The cross between the LepTg and 5HT2c-R-KO mice followed by a HFD addressed the question whether these two predispositions to DIO [12
] would attenuate or exacerbate the DIO of either strain, thus defining the roles of their individual or combined pathways. Our findings indicate that these two predispositions synergistically interact to exacerbate DIO. Thus, the coupling of a hyperactive leptin pathway at the beginning of the HFD coupled with loss of 5HT2c-R function results in severe DIO. A corollary of this finding would suggest that presence of 5HT2c receptor signaling might actually attenuate DIO.
The nature of the mechanisms that underlie these differential effects on body weight and adiposity in LepTg mice with and without 5HT2c receptors was addressed by measuring the relative expression levels of the orexigenic neuropeptides NPY, AgRP and anorexigenic neuropeptides POMC and CART, which are respectively downregulated and upregulated by leptin [3
Our findings that the LepTg, 5HT2c-R-KO and LepTg/5HT2c-R-KO mice have relatively low and similar POMC levels suggest that perturbations in the 5HT2c-R and leptin pathways downregulate POMC expression to the same extent, precluding their differential phenotypes based on POMC expression alone.

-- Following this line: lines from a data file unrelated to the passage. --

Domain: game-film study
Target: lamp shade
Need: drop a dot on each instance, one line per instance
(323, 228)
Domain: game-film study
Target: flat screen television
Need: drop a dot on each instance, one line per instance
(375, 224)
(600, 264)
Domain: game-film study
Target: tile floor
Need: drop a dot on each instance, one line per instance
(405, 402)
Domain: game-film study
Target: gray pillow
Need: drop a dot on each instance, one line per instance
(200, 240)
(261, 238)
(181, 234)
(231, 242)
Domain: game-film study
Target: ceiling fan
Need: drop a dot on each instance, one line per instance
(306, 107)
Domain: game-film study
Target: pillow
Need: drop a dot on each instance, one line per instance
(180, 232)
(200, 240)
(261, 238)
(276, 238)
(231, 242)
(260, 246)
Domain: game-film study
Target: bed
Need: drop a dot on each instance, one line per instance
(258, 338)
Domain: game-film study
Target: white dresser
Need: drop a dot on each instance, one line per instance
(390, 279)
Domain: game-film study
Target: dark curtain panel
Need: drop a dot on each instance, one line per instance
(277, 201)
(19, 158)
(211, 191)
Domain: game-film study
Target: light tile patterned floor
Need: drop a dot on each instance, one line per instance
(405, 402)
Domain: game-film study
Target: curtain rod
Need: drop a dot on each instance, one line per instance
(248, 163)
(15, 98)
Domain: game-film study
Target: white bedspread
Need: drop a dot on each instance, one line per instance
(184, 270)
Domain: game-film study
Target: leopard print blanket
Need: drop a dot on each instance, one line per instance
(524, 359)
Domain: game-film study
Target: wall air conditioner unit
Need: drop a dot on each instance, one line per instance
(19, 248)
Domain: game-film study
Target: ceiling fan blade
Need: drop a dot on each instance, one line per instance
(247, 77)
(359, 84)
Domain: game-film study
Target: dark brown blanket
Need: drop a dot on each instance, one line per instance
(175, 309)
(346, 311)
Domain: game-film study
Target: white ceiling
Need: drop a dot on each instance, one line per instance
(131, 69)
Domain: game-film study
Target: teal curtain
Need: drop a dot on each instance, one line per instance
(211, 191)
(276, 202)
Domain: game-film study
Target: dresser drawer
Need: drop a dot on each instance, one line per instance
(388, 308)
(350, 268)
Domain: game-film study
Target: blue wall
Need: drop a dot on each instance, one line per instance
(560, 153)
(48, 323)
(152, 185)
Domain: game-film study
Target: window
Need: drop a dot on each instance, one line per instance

Although, the elevated AgRP and NPY levels in LepTg and LepTg/5HT2c-R-KO but not 5HT2c-R-KO mice may account at least partly, for the shift of the leptin pathway from catabolic on the chow diet to anabolic on the high fat diet, their differential phenotypes is likely to be accounted for by the dysregulation of additional neuropathways regulating energy balance, such as leptin signaling defects [27
] in intra and extra hypothalamic brain regions [28
In summary, our findings demonstrate that during low fat feeding states, mechanisms downstream or independent of leptin signaling do not appear to require the presence of 5HT2c receptors as determined by the continuous lipodystrophy of LepTg/5HT2c-R-KO mice.
Conversely, the exacerbation of DIO inflicted upon HFD fed mice with two genetic susceptibilities to DIO indicates that the presence of 5HT2c receptors actually attenuates DIO, which may be caused at least in part by a disturbance in the relative ratios of POMC, AgRP and NPY levels. The extension of our findings suggest that although obesity treatment modalities aimed at 5HT2c receptors or the leptin/melanocortin pathway might be beneficial in DIO, a greater benefit could be derived from simultaneous pharmacological targeting of both pathways resulting possibly in synergistic therapeutic effects.